Living in a physical body is tough. There always seems to be problems: my knees hurt...I'm hungry...I need to take a shower...I feel sick...I have to do the dishes...situations like that, all of which take time and effort. Sometimes I feel so tired, all I want to do is stay in bed. The weakness in my body seems to reflect the weakness I feel in my soul. The strength of my will isn't enough.
Should I rest, then? Is that a waste of time when I could be drawing, writing, exercising, or socializing? Will I ever be able to rest without guilt?
The body can be like an obstacle. Riddled with various problems like a complex machine...how can I accomplish anything if I'm too tired to function? Though I didn't go to bed particularly late last night, I slept until almost noon. Maybe I just needed the sleep, but I feel off today.
While falling asleep, I believe an evil spirit tormented me; I kept waking up full of fear, with horrible, violent thoughts entering my mind. Then I told the spirit to leave in the name of Jesus, and I felt it depart. After the presence left the room I felt peaceful. The thoughts went away, and I quickly fell asleep.
Being half asleep seems to sharpen my ability to sense spirits.

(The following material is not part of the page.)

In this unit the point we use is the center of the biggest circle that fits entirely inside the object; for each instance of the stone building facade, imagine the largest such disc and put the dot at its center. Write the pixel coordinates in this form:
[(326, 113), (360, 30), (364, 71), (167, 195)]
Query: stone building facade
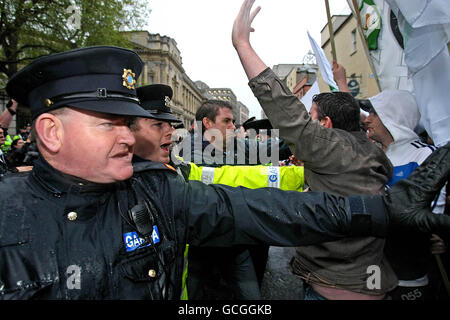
[(163, 64), (349, 53)]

Once I heard that we shouldn't directly fight against demons because then we become vulnerable to attacks. Though I didn't trust the pastor I heard that from, perhaps there is some truth to what he said. Then again, even Satan speaks the truth sometimes...albeit in a twisted way, which is no different from lying.
Yet I have noticed that after I cast out demons or break curses and strongholds, I'm met with backlash that can be quite frightening. Maybe I'm in over my head....The scary, violent thoughts started after breaking generational curses.
Does the backlash mean I shouldn't break the curses, though? The alternative is accepting the curses, so I don't think so. Christ is stronger than any demonic power, and He shall protect me.